2 years later: a reflection

I started blogging 2 years ago. to.the.date… This is my first blog post.

In that first post, I wrote about how I pretty much LIVED in the library and had decided to attend graduate school to get my MLIS. Today, I’m 2 years older and officially done with my MLIS coursework! Look at that! DREAMS DO COME TRUE!

So, here’s the reflecting part — the fact that I live in the library is still fact, but I am not physically IN a library for 8+ hours a day. Instead, I’ve learned that the library is the PEOPLE – the COMMUNITY. For the past 2 years, my social life, schooling, work, pleasure reading, blogging, tweeting, etc. has been library-related. I fit in here (in the library). I am comfortable sharing my thoughts and communicating with other people, but I also feel challenged to think critically. I think this combination makes my environment for learning rich. so rich.

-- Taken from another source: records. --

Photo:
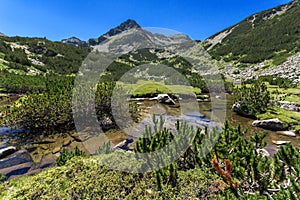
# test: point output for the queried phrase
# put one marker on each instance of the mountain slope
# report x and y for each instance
(24, 55)
(75, 41)
(273, 35)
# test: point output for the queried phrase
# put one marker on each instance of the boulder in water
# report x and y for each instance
(7, 151)
(237, 108)
(270, 124)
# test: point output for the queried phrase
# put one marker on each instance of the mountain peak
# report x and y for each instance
(128, 24)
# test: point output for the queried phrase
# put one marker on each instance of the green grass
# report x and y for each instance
(149, 88)
(86, 178)
(289, 118)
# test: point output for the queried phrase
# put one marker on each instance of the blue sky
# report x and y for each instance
(59, 19)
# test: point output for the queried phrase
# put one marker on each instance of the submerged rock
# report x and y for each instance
(7, 151)
(19, 157)
(291, 106)
(237, 108)
(123, 145)
(288, 133)
(280, 142)
(270, 124)
(165, 99)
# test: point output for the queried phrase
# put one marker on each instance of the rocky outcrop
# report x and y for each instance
(270, 124)
(123, 145)
(127, 25)
(74, 41)
(19, 157)
(165, 99)
(291, 106)
(237, 108)
(288, 133)
(7, 151)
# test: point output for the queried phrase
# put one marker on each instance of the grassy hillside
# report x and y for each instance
(38, 55)
(269, 35)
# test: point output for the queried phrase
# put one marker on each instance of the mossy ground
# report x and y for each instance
(86, 178)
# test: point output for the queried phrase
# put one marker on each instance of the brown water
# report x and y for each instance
(216, 110)
(219, 110)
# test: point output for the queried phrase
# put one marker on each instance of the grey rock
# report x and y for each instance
(237, 108)
(123, 145)
(165, 99)
(270, 124)
(291, 106)
(19, 157)
(7, 151)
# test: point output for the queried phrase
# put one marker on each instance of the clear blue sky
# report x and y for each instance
(59, 19)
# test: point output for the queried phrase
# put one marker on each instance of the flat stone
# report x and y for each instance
(19, 157)
(45, 141)
(270, 124)
(280, 142)
(56, 150)
(7, 151)
(288, 133)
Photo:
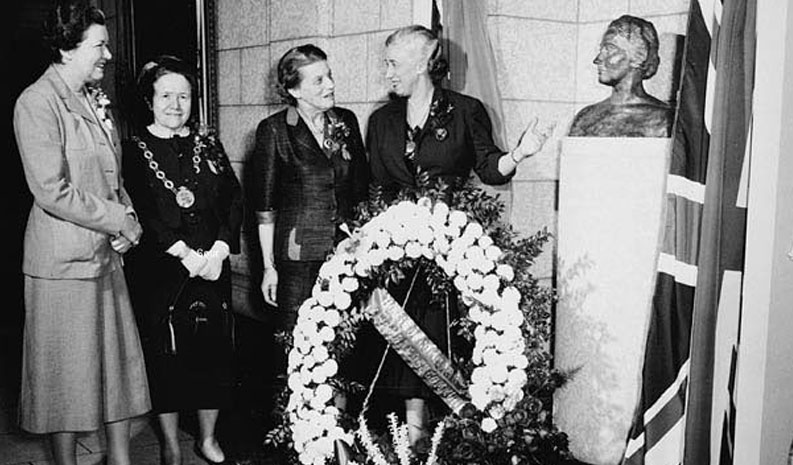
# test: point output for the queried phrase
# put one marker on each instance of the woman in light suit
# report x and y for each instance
(82, 360)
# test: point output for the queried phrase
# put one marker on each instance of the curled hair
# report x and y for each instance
(66, 24)
(437, 66)
(289, 68)
(642, 34)
(154, 70)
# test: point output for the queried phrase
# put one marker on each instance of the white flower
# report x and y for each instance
(473, 230)
(474, 281)
(330, 367)
(327, 334)
(325, 298)
(332, 317)
(505, 272)
(395, 253)
(413, 249)
(349, 284)
(493, 252)
(425, 235)
(399, 236)
(342, 300)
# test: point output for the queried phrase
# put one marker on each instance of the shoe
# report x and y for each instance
(200, 454)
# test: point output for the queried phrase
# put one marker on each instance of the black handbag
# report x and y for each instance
(198, 315)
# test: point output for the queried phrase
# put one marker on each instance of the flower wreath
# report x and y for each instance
(461, 249)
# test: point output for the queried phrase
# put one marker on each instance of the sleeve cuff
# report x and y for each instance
(265, 217)
(179, 249)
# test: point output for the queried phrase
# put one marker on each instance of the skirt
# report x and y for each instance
(189, 352)
(82, 364)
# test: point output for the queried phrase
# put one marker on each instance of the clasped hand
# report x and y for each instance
(207, 266)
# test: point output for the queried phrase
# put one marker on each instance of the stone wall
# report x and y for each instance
(544, 51)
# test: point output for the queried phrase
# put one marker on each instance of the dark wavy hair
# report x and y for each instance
(66, 24)
(437, 66)
(642, 34)
(289, 68)
(154, 70)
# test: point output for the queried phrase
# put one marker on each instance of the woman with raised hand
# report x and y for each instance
(426, 128)
(83, 367)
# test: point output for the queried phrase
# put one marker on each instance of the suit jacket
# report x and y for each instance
(456, 138)
(71, 162)
(309, 190)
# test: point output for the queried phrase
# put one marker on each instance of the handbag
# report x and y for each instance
(198, 316)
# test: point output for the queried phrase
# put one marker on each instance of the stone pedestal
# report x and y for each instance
(611, 197)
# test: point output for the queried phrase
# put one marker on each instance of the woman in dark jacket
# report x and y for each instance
(445, 134)
(189, 203)
(310, 171)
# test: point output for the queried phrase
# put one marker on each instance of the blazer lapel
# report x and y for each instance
(74, 105)
(397, 119)
(301, 134)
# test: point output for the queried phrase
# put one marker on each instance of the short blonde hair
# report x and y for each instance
(437, 66)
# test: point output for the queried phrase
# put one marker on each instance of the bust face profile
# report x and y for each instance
(627, 56)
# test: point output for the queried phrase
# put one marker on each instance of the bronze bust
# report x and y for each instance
(628, 55)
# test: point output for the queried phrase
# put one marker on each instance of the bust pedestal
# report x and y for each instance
(611, 198)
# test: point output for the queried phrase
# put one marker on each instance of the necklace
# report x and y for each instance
(184, 196)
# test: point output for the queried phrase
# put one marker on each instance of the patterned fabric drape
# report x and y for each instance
(472, 63)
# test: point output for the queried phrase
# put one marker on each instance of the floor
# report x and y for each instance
(240, 430)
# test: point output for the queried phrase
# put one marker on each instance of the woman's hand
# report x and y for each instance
(270, 285)
(131, 229)
(532, 140)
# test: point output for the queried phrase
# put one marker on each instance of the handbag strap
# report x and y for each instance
(171, 348)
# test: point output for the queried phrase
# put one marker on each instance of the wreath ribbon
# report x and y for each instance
(417, 349)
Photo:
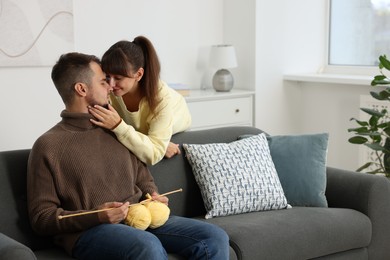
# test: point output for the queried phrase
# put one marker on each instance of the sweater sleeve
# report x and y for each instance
(44, 205)
(150, 147)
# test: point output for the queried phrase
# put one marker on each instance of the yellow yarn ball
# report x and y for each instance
(159, 213)
(138, 217)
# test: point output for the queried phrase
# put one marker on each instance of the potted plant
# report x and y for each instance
(375, 132)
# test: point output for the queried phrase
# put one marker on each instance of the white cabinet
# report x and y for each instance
(211, 109)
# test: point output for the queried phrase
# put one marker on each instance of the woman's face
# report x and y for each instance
(122, 85)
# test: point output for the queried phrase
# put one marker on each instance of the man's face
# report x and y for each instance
(99, 90)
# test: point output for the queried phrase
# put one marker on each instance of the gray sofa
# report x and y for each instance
(356, 225)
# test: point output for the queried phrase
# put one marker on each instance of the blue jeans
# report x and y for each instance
(189, 238)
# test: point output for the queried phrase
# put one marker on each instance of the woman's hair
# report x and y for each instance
(126, 58)
(72, 68)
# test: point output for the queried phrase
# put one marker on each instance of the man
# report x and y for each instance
(77, 166)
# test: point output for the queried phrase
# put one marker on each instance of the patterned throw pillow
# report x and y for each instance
(236, 177)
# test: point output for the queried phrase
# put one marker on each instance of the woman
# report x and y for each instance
(145, 112)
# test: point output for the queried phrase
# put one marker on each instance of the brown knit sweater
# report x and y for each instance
(75, 167)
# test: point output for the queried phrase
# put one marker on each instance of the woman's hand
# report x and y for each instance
(172, 150)
(116, 214)
(107, 118)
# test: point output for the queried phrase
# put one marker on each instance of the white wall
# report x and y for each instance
(291, 37)
(181, 31)
(271, 38)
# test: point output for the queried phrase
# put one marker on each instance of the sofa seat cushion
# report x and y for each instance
(297, 233)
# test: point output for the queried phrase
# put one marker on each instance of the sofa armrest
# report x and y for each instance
(369, 194)
(11, 249)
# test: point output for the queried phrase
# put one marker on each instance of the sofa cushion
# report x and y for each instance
(300, 162)
(297, 233)
(236, 177)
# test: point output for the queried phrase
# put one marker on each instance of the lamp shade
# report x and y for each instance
(223, 57)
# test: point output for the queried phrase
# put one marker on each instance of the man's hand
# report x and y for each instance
(172, 150)
(163, 199)
(107, 118)
(116, 214)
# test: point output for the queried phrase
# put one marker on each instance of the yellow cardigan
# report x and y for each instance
(147, 135)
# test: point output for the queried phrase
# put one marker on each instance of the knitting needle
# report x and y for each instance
(106, 209)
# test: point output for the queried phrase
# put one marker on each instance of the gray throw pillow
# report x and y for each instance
(300, 161)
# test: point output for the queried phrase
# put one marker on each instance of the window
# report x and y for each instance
(359, 32)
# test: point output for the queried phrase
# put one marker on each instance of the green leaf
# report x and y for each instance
(374, 121)
(373, 112)
(379, 77)
(357, 140)
(366, 165)
(362, 123)
(375, 146)
(387, 130)
(358, 130)
(384, 61)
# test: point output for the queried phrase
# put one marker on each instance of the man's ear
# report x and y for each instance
(81, 89)
(139, 74)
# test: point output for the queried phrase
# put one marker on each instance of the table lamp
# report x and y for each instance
(223, 57)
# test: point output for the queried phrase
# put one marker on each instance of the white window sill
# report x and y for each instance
(330, 78)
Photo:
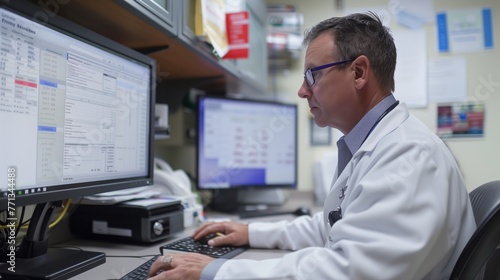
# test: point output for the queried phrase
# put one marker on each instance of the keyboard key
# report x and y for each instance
(140, 272)
(188, 244)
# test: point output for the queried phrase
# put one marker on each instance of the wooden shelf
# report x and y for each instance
(117, 23)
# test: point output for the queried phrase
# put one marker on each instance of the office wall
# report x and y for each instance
(478, 158)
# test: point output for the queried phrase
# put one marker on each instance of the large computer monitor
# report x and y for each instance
(77, 115)
(246, 151)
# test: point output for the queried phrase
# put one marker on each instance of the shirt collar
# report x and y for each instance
(355, 138)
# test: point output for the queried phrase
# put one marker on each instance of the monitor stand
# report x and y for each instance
(34, 260)
(237, 201)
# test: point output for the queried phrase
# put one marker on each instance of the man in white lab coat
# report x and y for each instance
(398, 207)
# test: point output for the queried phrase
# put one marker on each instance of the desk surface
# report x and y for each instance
(116, 267)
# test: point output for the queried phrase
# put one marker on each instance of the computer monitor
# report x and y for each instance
(77, 115)
(246, 151)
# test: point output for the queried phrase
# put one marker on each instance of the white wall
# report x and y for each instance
(478, 158)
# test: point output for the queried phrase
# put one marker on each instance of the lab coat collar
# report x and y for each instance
(386, 125)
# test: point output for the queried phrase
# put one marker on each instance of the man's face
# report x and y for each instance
(332, 96)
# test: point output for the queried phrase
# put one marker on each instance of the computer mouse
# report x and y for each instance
(302, 211)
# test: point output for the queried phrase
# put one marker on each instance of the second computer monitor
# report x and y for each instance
(245, 145)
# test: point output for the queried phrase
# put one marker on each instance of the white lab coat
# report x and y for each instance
(406, 215)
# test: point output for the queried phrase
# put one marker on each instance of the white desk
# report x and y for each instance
(116, 267)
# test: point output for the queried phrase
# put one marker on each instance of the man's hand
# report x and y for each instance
(233, 234)
(181, 266)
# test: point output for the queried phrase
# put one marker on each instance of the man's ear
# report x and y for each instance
(361, 68)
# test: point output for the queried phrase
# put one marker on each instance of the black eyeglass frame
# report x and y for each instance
(309, 77)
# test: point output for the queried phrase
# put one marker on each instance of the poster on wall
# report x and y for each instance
(460, 120)
(465, 30)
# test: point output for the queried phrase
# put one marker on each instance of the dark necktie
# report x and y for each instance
(344, 154)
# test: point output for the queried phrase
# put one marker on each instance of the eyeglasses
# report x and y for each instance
(309, 77)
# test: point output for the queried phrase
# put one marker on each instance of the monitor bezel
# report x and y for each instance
(71, 191)
(292, 186)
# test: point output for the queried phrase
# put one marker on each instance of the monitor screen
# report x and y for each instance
(246, 144)
(75, 110)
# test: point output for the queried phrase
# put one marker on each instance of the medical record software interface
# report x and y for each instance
(70, 104)
(246, 143)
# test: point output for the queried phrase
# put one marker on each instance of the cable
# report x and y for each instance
(54, 223)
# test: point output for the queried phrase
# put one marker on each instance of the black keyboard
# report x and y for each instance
(140, 272)
(188, 244)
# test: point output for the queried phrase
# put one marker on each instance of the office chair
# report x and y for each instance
(480, 259)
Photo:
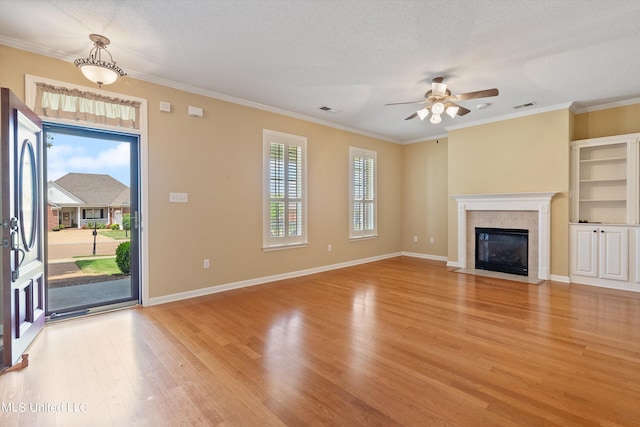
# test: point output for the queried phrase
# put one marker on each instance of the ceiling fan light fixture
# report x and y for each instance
(438, 89)
(452, 111)
(97, 69)
(437, 108)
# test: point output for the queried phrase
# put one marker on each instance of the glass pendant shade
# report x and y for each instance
(95, 68)
(99, 74)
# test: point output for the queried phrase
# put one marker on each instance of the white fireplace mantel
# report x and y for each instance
(537, 201)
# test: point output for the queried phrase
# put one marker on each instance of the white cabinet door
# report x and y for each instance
(614, 253)
(584, 259)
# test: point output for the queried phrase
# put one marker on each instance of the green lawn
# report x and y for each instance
(105, 266)
(116, 234)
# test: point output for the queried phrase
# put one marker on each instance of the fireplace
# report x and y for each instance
(502, 249)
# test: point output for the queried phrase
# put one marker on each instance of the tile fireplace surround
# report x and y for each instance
(529, 211)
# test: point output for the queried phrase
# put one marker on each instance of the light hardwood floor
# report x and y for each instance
(402, 341)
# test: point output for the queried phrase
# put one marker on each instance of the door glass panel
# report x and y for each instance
(28, 194)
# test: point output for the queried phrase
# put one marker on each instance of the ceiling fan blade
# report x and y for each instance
(478, 94)
(409, 102)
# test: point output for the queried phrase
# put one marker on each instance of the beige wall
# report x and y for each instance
(425, 199)
(526, 154)
(218, 161)
(613, 121)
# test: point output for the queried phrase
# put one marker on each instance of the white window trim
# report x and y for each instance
(269, 243)
(30, 100)
(363, 234)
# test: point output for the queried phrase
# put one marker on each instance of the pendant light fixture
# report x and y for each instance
(97, 69)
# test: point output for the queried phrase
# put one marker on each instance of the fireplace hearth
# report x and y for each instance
(502, 249)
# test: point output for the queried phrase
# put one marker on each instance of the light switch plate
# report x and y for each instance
(178, 197)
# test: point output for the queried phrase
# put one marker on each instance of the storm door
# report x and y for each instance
(23, 241)
(92, 220)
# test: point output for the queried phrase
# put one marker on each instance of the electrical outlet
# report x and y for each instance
(178, 197)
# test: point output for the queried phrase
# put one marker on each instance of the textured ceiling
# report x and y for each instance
(355, 55)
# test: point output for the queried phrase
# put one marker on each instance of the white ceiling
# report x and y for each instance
(355, 55)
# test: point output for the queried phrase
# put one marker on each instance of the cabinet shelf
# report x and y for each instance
(603, 200)
(604, 180)
(604, 160)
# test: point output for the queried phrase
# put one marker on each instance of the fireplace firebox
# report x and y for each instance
(502, 249)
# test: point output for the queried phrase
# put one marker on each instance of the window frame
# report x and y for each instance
(372, 200)
(270, 242)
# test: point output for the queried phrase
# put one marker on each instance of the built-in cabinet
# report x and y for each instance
(605, 212)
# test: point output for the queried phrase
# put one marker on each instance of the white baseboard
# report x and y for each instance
(425, 256)
(562, 279)
(262, 280)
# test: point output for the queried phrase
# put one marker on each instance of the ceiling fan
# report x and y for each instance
(440, 100)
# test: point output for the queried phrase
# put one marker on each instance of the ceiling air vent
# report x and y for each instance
(528, 104)
(328, 109)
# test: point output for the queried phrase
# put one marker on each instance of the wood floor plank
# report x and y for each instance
(402, 341)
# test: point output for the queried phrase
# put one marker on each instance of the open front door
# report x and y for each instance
(23, 258)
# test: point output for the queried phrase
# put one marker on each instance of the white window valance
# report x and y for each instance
(74, 104)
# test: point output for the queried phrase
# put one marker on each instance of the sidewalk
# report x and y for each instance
(66, 245)
(70, 243)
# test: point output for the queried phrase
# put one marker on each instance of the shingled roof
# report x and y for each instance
(95, 189)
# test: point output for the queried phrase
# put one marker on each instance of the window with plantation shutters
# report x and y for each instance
(362, 212)
(285, 206)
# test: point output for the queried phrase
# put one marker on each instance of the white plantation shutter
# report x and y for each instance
(285, 187)
(363, 221)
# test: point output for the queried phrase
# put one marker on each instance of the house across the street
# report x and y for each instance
(78, 199)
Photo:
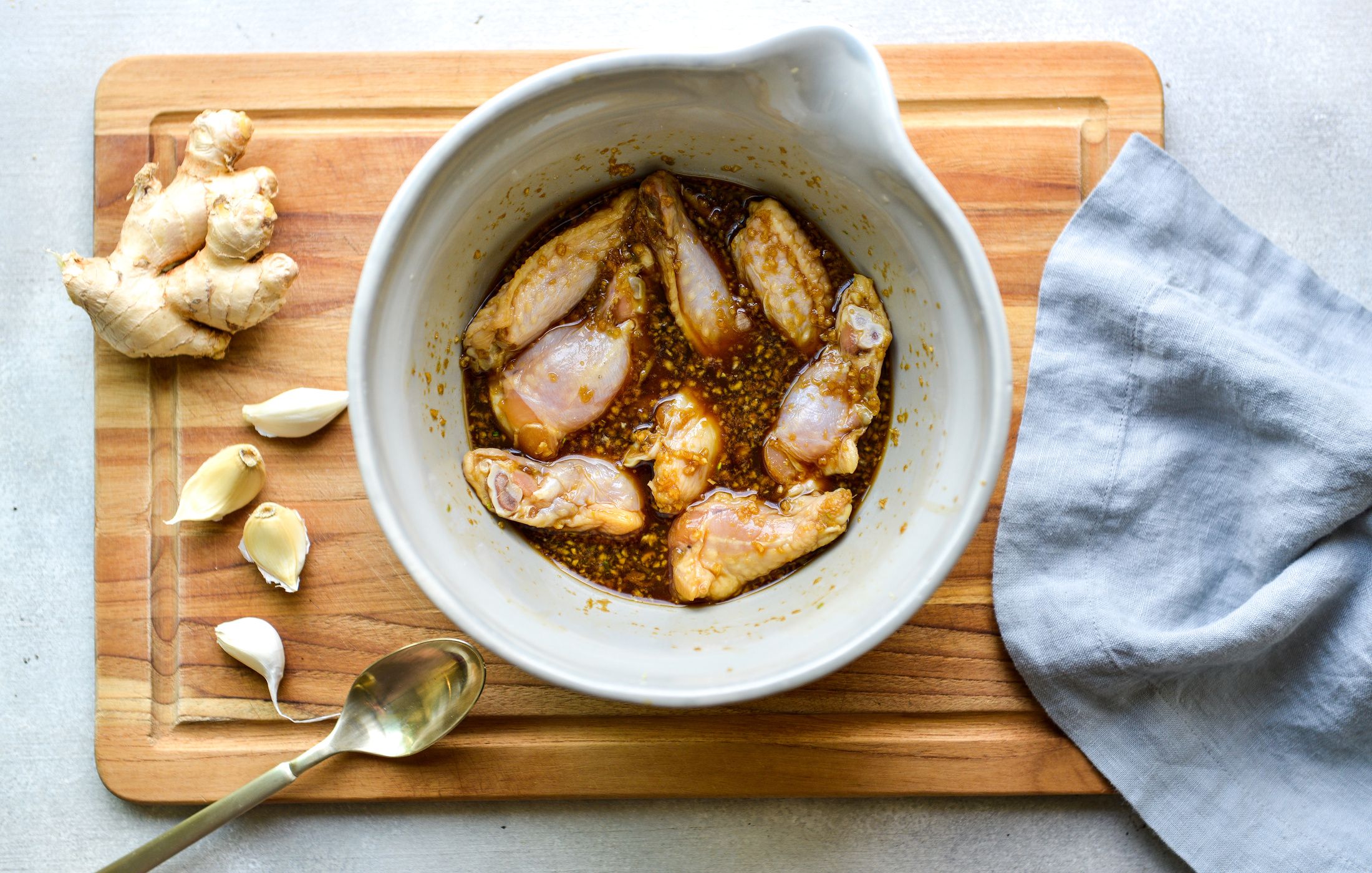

In my first post, I shared a story from my early days of being a library cardholder. And so, I leave you with a not-even-week-old-story.

I recently had a phone interview for a job position where I was asked this question: “Sometimes it is difficult for library employees to follow policies and procedures because of conflicting opinions. Please tell us what you would do in this situation.” I asked for clarification of the types of policies or procedures and was given the example of when a lady returns a library book that was damaged and doesn’t want to pay for it (even though it is the policy). This lady would also be my friend.

I can see how this would be difficult for some people to push policy and force your friend to pay for the book, but I don’t think that would be an issue for me.

Being part of the library community (a library cardholder) is an exciting and life-changing opportunity. However, I was raised knowing that being a library cardholder gives you rights and also responsibilities. You are given the right to check out any book you want, read/watch whatever you want, use the Internet and the library databases, suggest purchases to the library, etc.; however, you are also responsible for following policy and procedure within the library. This could mean leaving the building when it is closing, not ripping e-formatted files and giving them to everyone else, and it also means paying your fines for late or damaged materials.

This is essentially how I answered my interview question. I also said that whether or not the person was my friend, I would express my gratitude for her involvement in the library community and offer to have more conversations with her about the rights and responsibilities of the library community.